Noutro foco de análise, consta no site do STF – Supremo Tribunal Federal: “Cármen Lúcia, Barroso e Fachin reforçam importância do respeito aos precedentes qualificados. Em evento organizado pelo Supremo e pelo STJ, a ministra e os ministros do STF afirmam que o sistema traz mais segurança jurídica e eficiência ao Judiciário. 30/11/2022”. E mais: “não há verdadeira justiça quando o Judiciário decide de forma não equânime sobre os mesmos fatos. “Isso tem nome: insegurança jurídica”, frisou”. No texto, ainda se lê: “que o Judiciário vive um processo vertiginoso de ocupação de espaço na vida brasileira, desde a Constituição de 1988, gerando um processo dramático de judicialização da vida.”
Não estamos, aqui, abordando o caso concreto, mas tecendo considerações mais amplas sobre o significado daquela decisão, na medida em que possa vir a ser o prenúncio de flexibilizações que gerem instabilidade no Sistema e insegurança jurídica, com condenações de quem outrora foi absolvido, revisão de casos já decididos em prol de consumidores e hipotética devolução de dinheiro por quem já foi indenizado, etc.

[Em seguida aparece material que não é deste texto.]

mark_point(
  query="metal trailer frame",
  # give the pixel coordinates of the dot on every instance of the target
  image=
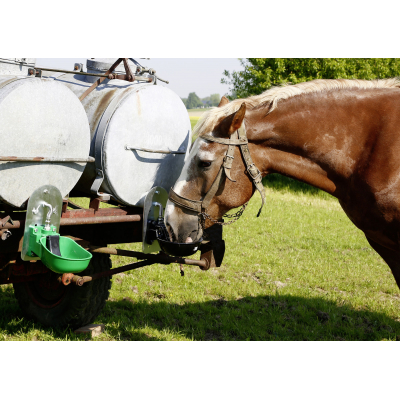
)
(93, 228)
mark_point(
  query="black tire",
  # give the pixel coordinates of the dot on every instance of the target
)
(53, 304)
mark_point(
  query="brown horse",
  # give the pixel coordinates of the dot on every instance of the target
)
(341, 136)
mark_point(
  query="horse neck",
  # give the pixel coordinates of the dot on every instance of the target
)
(314, 139)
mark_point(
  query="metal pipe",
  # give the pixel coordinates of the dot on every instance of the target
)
(156, 258)
(137, 77)
(100, 220)
(80, 280)
(154, 151)
(46, 159)
(83, 221)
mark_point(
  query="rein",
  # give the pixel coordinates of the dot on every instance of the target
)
(200, 206)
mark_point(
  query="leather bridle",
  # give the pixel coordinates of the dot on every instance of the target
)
(200, 206)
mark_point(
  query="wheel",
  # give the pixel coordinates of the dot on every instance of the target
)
(53, 304)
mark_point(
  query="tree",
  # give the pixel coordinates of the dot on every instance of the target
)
(260, 74)
(193, 101)
(215, 99)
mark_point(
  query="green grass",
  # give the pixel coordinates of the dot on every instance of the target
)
(301, 271)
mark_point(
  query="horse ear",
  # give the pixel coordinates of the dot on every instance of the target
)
(238, 118)
(223, 102)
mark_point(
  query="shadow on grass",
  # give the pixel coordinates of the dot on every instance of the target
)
(279, 317)
(283, 183)
(255, 318)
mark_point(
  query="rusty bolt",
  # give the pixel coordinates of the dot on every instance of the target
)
(67, 279)
(5, 234)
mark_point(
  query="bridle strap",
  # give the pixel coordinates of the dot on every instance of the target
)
(192, 205)
(253, 171)
(233, 142)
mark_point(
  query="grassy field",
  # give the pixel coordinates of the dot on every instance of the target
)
(301, 271)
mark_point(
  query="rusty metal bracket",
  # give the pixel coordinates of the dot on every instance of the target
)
(129, 76)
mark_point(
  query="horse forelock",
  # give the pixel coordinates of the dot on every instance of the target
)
(270, 98)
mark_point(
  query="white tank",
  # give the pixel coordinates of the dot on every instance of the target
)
(39, 118)
(125, 117)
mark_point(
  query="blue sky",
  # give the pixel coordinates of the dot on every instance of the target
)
(199, 75)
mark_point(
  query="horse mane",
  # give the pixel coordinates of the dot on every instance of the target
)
(270, 98)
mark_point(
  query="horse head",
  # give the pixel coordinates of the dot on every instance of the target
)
(209, 183)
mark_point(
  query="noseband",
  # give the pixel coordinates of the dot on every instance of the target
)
(200, 206)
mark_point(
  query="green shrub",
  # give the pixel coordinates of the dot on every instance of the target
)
(259, 74)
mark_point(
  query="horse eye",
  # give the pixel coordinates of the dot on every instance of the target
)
(204, 164)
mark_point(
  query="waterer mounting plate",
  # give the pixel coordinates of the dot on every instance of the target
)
(44, 206)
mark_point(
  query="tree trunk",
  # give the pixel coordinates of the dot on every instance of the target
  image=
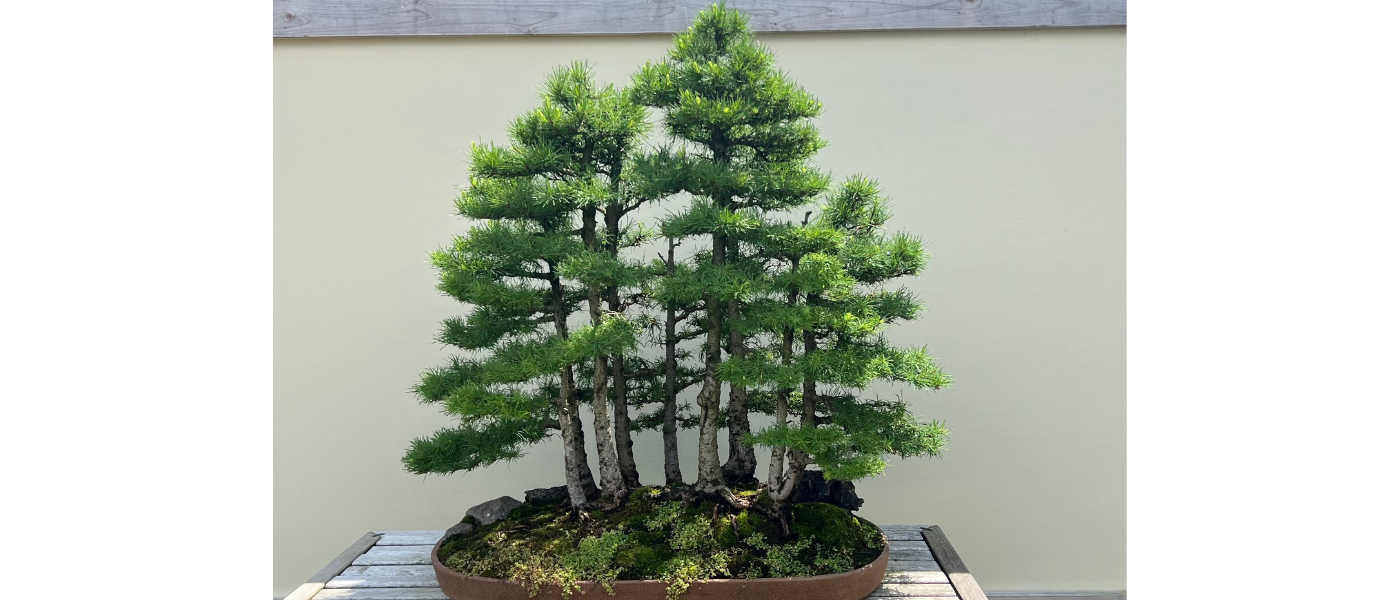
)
(567, 409)
(622, 420)
(711, 476)
(585, 473)
(608, 472)
(776, 465)
(668, 407)
(622, 427)
(741, 465)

No universo onde as fórmulas devam seguir padrões estáveis de segurança e estabilidade, mexer nos ingredientes pode gerar consequências imprevisíveis, filosófica e juridicamente, com reflexos, diretos ou indiretos, na atração de investimentos estrangeiros, nas cadeias produtivas e na criação de empregos, nas relações bancárias, no mercado de capitais e na vida de cada brasileiro.